Анестезиолог рассеянно поглаживает мои виски руками в латексных перчатках. То же самое делала мама, когда я сваливалась с гриппом или мучительной головной болью — из тех, от которых мечтаешь вскрыть вену на виске, чтобы только ослабить давление.
Диск Вагнера проиграл уже два раза. Врачи решили, что пришло время нового жанра; побеждает джаз. Люди всегда думают: раз я люблю классическую музыку, то и джаз мне нравится, — но это не так. А вот папа его обожает, особенно безумного позднего Колтрейна, и говорит, что джаз — это такой стариковский панк. Полагаю, в том–то все и дело, ведь панк я тоже не люблю.
Операция тянется и тянется. Я уже совершенно измотана. Не знаю, откуда у врачей берутся силы продолжать. Они стоят на своих местах, но, похоже, это потруднее, чем бежать марафон.
Я начинаю отключаться. Потом задумываюсь о своем нынешнем состоянии. Если я не мертва — а раз кардиомонитор усердно попискивает, то, видимо, нет, — но нахожусь не в своем теле, могу ли я отправиться, куда мне угодно? Может, я призрак? А смогу ли я перенестись на гавайский пляж или в нью–йоркский Карнеги–холл? Смогу ли пойти к Тедди?
Исключительно ради эксперимента я шевелю носом, как Саманта в сериале «Моя жена меня приворожила». Ничего не происходит. Щелкаю пальцами, щелкаю каблуками — я все еще здесь.
Я решаю попробовать трюк попроще: подхожу к стене, воображая, как проплываю сквозь нее и выхожу с другой стороны. Но получается у меня только уткнуться в стену.
Торопливо входит медсестра с пакетом крови, и, прежде чем дверь захлопывается за ней, я проскальзываю в щель. Теперь я в больничном коридоре. Тут снует множество врачей и медсестер в зеленом и голубом.

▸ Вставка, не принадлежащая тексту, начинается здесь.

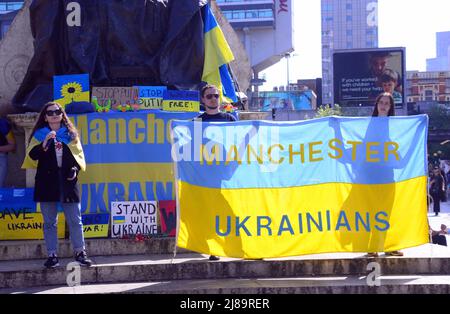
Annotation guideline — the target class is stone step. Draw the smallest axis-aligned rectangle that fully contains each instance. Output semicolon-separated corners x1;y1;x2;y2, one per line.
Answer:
0;245;450;288
0;275;450;296
0;238;187;261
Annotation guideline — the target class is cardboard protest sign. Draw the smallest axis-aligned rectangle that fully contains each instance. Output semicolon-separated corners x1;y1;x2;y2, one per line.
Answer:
163;90;200;112
0;189;65;240
159;201;177;237
111;201;158;238
53;74;90;107
135;86;167;109
81;214;109;238
92;87;139;109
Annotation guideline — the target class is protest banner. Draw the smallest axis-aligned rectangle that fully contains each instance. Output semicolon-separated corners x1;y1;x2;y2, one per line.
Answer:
111;201;158;238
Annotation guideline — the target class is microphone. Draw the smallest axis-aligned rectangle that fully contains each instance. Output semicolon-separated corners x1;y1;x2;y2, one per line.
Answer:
45;137;55;150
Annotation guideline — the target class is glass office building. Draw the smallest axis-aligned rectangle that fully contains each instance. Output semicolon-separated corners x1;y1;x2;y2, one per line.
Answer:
321;0;378;104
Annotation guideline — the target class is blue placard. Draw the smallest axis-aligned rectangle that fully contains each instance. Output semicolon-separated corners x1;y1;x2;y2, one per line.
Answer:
0;188;37;213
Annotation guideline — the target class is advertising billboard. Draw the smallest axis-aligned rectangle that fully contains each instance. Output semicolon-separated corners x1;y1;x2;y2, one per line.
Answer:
333;48;405;107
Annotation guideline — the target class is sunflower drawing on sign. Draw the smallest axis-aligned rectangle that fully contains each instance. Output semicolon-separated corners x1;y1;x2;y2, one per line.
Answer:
53;74;90;107
61;82;83;102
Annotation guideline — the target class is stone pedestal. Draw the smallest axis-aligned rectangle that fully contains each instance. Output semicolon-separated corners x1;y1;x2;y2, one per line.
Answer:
8;112;39;188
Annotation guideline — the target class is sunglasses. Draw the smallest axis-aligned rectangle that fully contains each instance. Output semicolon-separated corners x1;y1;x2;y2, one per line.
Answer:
45;109;62;117
205;94;219;99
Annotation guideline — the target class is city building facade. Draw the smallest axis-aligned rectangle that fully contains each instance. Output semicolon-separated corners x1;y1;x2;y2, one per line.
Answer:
427;32;450;72
216;0;298;91
321;0;378;104
406;71;450;113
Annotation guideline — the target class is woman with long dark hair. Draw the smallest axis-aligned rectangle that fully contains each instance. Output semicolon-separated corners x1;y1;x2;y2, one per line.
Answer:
367;92;403;257
372;93;395;117
23;102;92;268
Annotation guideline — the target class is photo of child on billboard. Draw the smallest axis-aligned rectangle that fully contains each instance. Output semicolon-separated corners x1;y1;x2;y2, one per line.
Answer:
333;48;404;107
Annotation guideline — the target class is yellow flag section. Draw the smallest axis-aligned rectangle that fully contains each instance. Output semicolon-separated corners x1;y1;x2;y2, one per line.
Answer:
172;116;429;258
177;177;429;258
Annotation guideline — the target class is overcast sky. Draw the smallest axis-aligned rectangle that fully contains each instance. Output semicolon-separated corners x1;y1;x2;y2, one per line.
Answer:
260;0;450;90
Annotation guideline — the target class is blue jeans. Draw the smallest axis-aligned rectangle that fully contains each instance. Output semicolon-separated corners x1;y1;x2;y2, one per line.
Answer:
0;153;8;188
41;202;85;255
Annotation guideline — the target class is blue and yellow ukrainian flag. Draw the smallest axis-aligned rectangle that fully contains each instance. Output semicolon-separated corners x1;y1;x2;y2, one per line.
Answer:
113;216;125;224
202;4;237;103
172;115;429;258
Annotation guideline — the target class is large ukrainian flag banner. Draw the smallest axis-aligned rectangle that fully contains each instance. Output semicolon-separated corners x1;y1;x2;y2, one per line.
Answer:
202;4;237;102
172;115;428;258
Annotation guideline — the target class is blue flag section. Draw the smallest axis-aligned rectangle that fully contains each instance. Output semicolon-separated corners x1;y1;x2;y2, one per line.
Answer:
202;4;237;103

Женщина на каталке — волосы убраны под синюю сетчатую купальную шапочку, в руке торчит капельница — зовет: «Уильям, Уильям». Я прохожу немного дальше. Здесь череда операционных, во всех спящие люди. Если пациенты в этих палатах в таком же состоянии, что и я, то почему мне не видно их разгуливающих по коридорам двойников? Кто–нибудь ведь должен слоняться здесь, как и я? Хотелось бы мне встретить хоть одного такого же. У меня накопились вопросы: например, что это за состояние и как мне из него выбраться? Как мне снова попасть в свое тело? Нужно ли ждать, пока меня разбудят врачи? Но вокруг нет никого похожего. Возможно, остальные придумали, как добраться до Гавайев.

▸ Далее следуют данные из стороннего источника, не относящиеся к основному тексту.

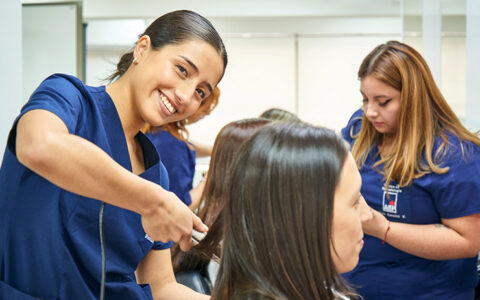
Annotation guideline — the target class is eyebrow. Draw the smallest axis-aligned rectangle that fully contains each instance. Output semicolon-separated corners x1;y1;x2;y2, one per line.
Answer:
360;90;392;100
180;55;213;93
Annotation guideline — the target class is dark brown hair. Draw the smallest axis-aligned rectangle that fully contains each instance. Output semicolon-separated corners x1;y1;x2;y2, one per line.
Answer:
107;10;228;81
172;119;270;272
260;108;301;122
212;122;350;300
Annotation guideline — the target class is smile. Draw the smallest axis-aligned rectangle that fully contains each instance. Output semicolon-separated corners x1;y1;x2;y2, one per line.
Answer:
160;92;177;114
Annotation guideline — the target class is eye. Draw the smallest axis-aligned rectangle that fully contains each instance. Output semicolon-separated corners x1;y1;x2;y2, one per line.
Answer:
177;65;188;77
196;89;206;100
378;99;392;107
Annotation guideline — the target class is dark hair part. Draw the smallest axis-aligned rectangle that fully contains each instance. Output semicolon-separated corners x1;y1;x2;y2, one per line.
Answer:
212;122;351;300
260;108;301;122
107;10;228;81
172;118;270;275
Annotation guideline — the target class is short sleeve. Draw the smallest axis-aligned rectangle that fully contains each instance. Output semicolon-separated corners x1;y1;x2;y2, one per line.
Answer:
430;146;480;219
17;74;83;133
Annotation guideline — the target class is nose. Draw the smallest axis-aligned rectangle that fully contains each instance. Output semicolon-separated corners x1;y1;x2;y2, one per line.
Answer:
363;102;378;119
359;197;373;223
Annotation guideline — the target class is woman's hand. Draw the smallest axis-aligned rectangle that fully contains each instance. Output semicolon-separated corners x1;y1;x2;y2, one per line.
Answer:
362;207;389;240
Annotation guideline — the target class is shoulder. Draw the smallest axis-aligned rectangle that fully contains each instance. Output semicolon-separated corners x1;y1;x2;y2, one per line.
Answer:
37;73;86;90
433;132;480;167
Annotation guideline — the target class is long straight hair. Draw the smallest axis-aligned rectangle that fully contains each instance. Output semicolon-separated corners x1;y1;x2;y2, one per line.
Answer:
172;118;270;272
212;123;352;300
352;41;480;187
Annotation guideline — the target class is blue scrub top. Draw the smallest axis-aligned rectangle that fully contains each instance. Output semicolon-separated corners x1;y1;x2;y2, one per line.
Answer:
0;74;171;300
342;110;480;300
147;129;195;205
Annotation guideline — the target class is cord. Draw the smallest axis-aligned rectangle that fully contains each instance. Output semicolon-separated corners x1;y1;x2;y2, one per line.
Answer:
98;202;107;300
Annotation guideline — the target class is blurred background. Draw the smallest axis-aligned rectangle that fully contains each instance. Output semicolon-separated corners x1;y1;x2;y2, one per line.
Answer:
0;0;480;162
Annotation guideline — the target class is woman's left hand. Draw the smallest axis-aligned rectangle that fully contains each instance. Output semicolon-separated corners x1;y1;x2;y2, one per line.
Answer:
362;207;389;239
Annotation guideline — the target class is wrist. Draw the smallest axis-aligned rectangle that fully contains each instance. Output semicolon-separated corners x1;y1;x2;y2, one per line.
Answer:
381;220;392;244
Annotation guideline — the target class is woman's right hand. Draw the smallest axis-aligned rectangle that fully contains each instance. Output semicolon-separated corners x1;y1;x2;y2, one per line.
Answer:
142;189;208;251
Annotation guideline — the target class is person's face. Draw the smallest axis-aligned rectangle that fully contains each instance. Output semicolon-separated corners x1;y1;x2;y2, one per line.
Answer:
131;36;223;126
360;76;401;134
330;153;372;273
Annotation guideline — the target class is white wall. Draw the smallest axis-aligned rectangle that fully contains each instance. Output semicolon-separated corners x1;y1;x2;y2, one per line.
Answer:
84;0;472;143
0;0;23;161
87;17;401;143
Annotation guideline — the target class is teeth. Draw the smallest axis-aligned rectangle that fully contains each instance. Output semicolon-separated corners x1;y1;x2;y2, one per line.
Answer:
160;94;176;114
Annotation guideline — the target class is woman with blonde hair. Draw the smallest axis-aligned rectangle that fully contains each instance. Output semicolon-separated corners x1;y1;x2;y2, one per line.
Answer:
342;41;480;300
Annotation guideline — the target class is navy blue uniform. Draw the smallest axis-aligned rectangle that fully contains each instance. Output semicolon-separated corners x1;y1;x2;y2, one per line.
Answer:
147;129;195;205
342;110;480;300
0;74;171;300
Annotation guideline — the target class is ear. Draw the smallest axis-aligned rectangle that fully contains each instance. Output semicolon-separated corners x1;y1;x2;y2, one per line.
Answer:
133;35;151;62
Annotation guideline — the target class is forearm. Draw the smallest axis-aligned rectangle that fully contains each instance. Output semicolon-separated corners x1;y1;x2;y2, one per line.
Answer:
362;209;480;260
17;123;162;213
136;249;210;300
152;282;210;300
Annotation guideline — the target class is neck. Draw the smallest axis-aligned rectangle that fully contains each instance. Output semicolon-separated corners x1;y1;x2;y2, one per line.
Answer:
106;74;145;141
378;134;395;155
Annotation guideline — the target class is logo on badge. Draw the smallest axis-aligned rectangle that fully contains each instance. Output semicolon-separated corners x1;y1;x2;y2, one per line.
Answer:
383;191;398;214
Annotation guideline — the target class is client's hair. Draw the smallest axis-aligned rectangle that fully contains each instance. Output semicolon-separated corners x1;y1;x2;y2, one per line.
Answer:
212;123;352;300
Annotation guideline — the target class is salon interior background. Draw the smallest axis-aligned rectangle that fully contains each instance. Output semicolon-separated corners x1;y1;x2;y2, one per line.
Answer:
0;0;480;163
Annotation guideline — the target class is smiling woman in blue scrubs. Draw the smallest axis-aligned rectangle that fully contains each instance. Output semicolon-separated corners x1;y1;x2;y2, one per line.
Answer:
0;11;227;300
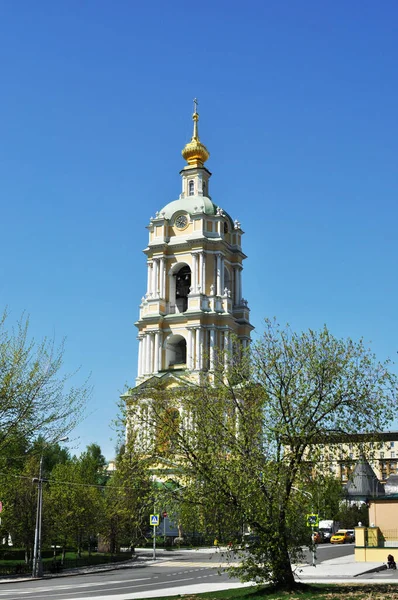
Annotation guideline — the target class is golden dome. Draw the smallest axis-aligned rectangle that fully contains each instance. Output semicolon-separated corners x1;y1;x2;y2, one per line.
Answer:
181;100;210;167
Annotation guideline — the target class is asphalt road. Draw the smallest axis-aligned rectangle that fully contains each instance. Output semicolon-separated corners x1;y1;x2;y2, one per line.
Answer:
304;543;355;565
0;552;236;600
0;544;354;600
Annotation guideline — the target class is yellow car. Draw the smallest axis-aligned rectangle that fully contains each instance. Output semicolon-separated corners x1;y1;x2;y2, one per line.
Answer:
330;529;351;544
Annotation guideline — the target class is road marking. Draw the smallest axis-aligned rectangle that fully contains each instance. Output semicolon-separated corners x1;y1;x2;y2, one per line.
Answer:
0;577;201;600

Я прохожу следом за медсестрой в автоматические двойные двери и оказываюсь в небольшой комнате ожидания. Здесь мои бабушка и дедушка.
Бабушка что–то говорит дедушке — или, может быть, просто в пространство. Такой у нее способ не поддаваться чувствам. Я уже видела эту ее манеру, когда у дедушки случился сердечный приступ. На бабушке высокие резиновые сапоги и садовый комбинезон, заляпанный грязью. Наверное, она работала у себя в оранжерее, когда услышала новости о нас. Волосы у бабушки короткие, кудрявые и седые; папа говорит, она делает такой перманент с семидесятых годов. «Просто и удобно, — объясняет бабушка, — ни забот, ни хлопот». Это очень характерно для нее: никаких глупостей, все по–деловому. Она кажется прямо–таки квинтэссенцией практичности, и большинство людей ни за что бы не подумали, что она слегка помешана на ангелах. У нее целая коллекция самых разнообразных ангелов: нитяных кукол, фарфоровых, стеклянных — да каких угодно, в специальном китайском буфете в ее швейной комнате. И бабушка не просто собирает ангелов — она верит в них, считает, что они повсюду. Однажды в лесном пруду за их с дедушкой домом поселилась пара гагар. Бабушка твердо уверовала, что это ее давно почившие родители прилетели присматривать за ней.